Son éducation sexuelle ayant été marquée par les non-dits, elle a développé très tôt dans sa jeunesse un fétichisme de la confidence. Un secret murmuré à son oreille lui donnait des bouffées de chaleur. Deux secrets et ses vêtements tombaient un à un. Trois secrets et elle devenait tremblante, humide et pantelante. Le quatrième secret suffisait la plupart du temps à la faire basculer dans l’orgasme. A contrario, si son amant ne pipait mot pendant la pipe, s’il restait coi pendant le coït, l’amour devenait une tâche aussi fastidieuse que de plier une brassée de draps contour.

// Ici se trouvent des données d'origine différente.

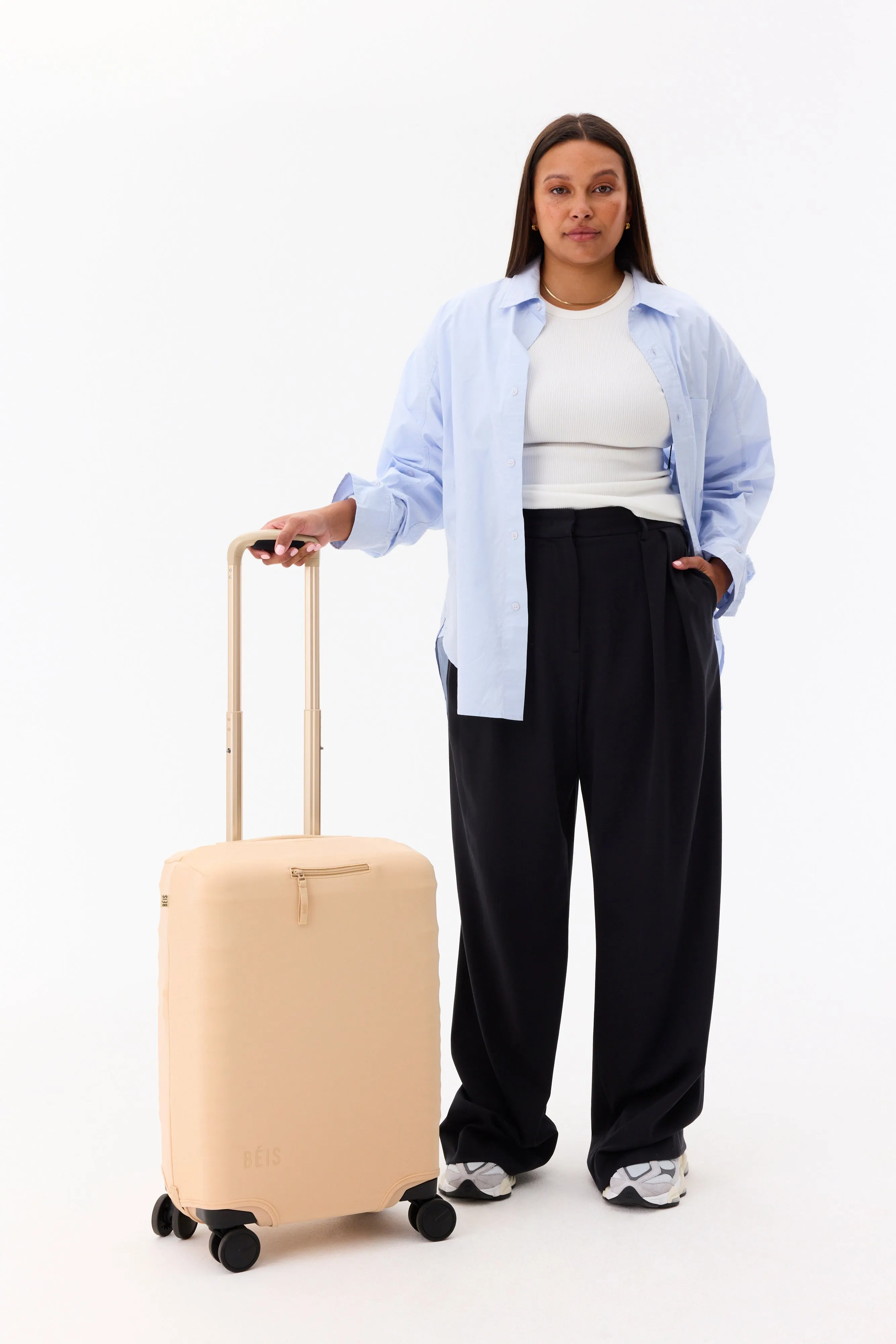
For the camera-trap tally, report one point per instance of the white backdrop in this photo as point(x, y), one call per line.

Elle rencontra un séduisant jeune homme gentiment introverti, ce qui, croyait-elle, promettait un monde intérieur riche et une source inépuisable de secrets aptes à la faire grimper jusqu’au septième ciel. Or, elle s’aperçut rapidement que monsieur était impénétrable quand venait le temps de la pénétration. Elle l’encouragea donc en lui confiant les épisodes les plus obscurs et les plus salaces de son passé :
«J’ai baisé avec ma meilleure amie à l’université. Dans le bureau d’un prof. Pendant qu’il nous regardait en se branlant et en invoquant le nom de sa femme.»
«Je me suis fait prendre par un inconnu dans un coin à l’écart d’un cimetière pendant que ma famille éplorée mettait en terre mon grand-papa.»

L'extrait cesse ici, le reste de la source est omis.